Classical cytogenetics uses Giemsa staining to visualize banding patterns on metaphase chromosomes, allowing identification of numerical abnormalities such as trisomy 21 and structural rearrangements such as translocations and deletions. Fluorescence in situ hybridization deposits fluorescently labeled DNA probes at specific chromosomal locations, detecting submicroscopic imbalances as small as 50 kilobases and mapping chromosomal breaks in cancer cells with precision. Spectral karyotyping paints each chromosome pair a different color, revealing complex rearrangements and cryptic translocations undetectable by conventional banding analysis.

Cytosine is a pyrimidine nitrogenous base that pairs with guanine in both DNA and RNA through three hydrogen bonds.
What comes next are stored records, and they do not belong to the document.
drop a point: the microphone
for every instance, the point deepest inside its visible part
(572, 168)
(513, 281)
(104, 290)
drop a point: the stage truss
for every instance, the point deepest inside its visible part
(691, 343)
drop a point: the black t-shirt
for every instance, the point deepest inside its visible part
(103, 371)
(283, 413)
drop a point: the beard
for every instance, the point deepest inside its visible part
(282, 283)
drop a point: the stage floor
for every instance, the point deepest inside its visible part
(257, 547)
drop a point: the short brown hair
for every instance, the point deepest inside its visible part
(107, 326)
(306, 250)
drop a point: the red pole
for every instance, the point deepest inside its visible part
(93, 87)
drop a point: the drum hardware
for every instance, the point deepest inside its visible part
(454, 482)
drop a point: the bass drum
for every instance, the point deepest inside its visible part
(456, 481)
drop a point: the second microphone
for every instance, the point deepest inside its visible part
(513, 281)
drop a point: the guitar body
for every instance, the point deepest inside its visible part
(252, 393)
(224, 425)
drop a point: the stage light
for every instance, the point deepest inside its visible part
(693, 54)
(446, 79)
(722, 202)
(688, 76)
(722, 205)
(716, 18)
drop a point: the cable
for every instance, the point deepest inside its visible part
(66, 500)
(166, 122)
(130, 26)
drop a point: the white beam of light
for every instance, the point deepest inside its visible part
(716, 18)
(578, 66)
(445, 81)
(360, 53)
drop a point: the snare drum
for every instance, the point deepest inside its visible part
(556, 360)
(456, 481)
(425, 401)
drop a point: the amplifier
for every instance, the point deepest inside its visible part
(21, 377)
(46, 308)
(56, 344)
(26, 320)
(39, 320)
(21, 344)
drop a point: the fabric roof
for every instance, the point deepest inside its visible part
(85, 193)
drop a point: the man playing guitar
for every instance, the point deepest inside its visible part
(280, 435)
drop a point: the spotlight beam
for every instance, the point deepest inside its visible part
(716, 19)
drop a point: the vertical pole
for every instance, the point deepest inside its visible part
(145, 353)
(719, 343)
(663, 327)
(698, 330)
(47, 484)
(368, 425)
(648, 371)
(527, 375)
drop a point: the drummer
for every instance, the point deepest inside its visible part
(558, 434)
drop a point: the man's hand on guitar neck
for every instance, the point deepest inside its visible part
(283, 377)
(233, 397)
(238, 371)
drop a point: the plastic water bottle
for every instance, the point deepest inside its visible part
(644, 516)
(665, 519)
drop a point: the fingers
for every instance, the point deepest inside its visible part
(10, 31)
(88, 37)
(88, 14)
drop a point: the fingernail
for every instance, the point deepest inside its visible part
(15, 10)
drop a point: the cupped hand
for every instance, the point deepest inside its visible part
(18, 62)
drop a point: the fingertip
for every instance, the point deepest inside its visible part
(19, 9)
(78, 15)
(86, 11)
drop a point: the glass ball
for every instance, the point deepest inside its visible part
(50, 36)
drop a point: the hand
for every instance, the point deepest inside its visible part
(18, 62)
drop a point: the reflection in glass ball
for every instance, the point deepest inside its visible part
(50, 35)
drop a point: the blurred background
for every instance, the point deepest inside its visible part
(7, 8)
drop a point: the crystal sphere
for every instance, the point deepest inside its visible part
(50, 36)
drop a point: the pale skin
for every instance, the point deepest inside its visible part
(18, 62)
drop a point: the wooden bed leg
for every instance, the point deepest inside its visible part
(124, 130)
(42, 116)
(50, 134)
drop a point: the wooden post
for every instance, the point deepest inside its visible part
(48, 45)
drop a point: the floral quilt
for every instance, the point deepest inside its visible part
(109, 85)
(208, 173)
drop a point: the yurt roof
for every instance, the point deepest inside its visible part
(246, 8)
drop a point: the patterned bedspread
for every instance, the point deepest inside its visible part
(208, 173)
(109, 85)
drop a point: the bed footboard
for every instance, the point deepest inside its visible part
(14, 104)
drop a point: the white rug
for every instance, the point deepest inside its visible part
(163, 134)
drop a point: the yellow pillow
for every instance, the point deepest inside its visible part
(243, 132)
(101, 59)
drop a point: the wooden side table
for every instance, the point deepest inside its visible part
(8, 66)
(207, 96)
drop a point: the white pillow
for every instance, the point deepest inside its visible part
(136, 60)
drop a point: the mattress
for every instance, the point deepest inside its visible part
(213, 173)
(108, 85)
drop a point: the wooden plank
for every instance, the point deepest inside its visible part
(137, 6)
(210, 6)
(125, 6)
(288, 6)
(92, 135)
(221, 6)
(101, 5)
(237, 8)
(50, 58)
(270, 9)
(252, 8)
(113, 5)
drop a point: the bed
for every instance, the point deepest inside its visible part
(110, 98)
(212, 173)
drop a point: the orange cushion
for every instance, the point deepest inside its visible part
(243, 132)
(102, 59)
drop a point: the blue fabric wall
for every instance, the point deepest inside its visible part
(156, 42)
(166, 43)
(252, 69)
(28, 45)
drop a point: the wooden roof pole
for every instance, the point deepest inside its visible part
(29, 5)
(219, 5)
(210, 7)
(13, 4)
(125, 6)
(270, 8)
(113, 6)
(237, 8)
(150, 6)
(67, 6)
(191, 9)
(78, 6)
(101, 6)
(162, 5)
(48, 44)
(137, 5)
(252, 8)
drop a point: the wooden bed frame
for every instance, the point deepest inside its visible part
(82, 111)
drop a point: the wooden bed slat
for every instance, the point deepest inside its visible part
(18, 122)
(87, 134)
Cytosine is one of the four bases in DNA and is also present in RNA. Methylation of cytosine at CpG dinucleotides is a major epigenetic modification that regulates gene expression without changing the DNA sequence. Spontaneous deamination of cytosine converts it to uracil, a common DNA lesion that base-excision repair machinery must correct to prevent C-to-T transition mutations.

Without this repair, CpG sites would erode rapidly, and the genome would accumulate point mutations at a far higher rate than observed.